Arriving home, they found that a media blitz was waiting for them. Vans with satellite dishes were parked on both sides of the narrow street. In the glare of spotlights, reporters crowded the newly mowed front lawn. With microphones in hand, news anchors talked nonstop to cameras about their on-site coverage of the Stevens case. A swarm of reporters and photographers, avid for news about the victim, attempted to interview the family members as they ran for cover. The brightly lit, noisy broadcasts continued for hours. Finally, to block the lights, the Stevens family hung blankets and sheets over the windows.
* * *
While the Stevens family tried to sleep, Paul Keim and his team worked through the night to identify the Florida anthrax bacteria. In the early morning, they finally matched them to the highly virulent Ames strain. The name, as they found out later, was a misnomer. The strain, from a Beefmaster heifer that died in Texas in 1981, had been shipped to USAMRIID with an envelope that bore the return address of Ames, Iowa. Iowa had nothing to do with the strain's origin, but the mistaken attribution stuck.
From his lab, Keim telephoned the news to the FBI and the Department of Energy (his two main funders) and then to the CDC.12 That same day, Friday, October 5, at the CDC, Tanja Popovic corroborated Keim's discovery.

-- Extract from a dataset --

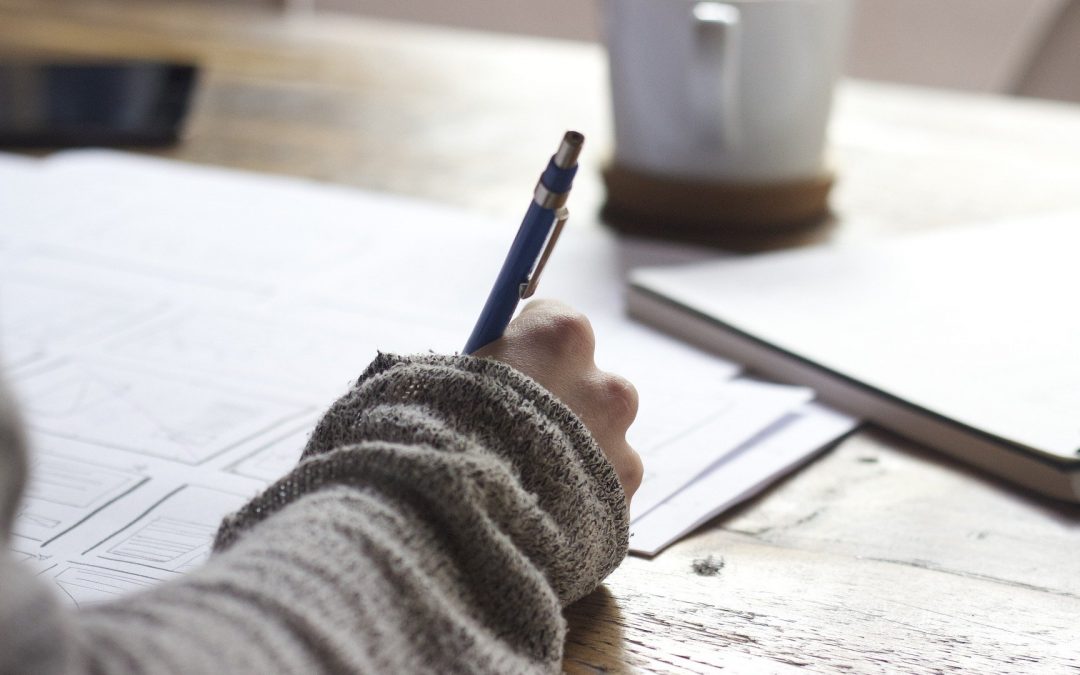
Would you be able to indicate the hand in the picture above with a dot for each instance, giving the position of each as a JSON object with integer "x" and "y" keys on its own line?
{"x": 554, "y": 345}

For Doug Beecher and others at the FBI in Quantico, the strain identification was a game changer: the Florida inquiry stopped being a public health inquiry and became a criminal investigation, one with heavy national security implications.13 The Ames strain, found once in nature and never again, was currently used in defense research laboratories for testing vaccines and antibiotics and other protective interventions. The defense laboratories that possessed the Ames strain—whether government labs or private contractors, whether in the United States or in allied countries—would have to be determined. Since the intelligence community was engaged in anthrax research projects, the Bureau might hit what policy analysts called "the wall"—the separation between criminal investigation and intelligence activity that divided the internal organization of the FBI and blocked communication between the Bureau and the CIA.14
There was another, worse problem. According to Keim—and this was well known among anthrax researchers—the Ames strain, like other strains of anthrax, was so genetically conservative that it would be unlikely to vary in successive generations or from one laboratory sample to another. That is, it was fundamentally generic. The anthrax weapon was identified, but it no more had a distinct signature than a bottle of Tylenol pills. When a weapon was that generic, the criminal might never be found.15
By interagency agreement, the news of the Ames strain identification—which practically canceled out a natural source—was withheld from the press. From Florida to Washington, authorities were denying that the diagnosis had any connection to terrorism. To anyone listening to the news—the perpetrator included—no bioterrorist attack had taken place, or at least none had been launched that any terrorist group was claiming.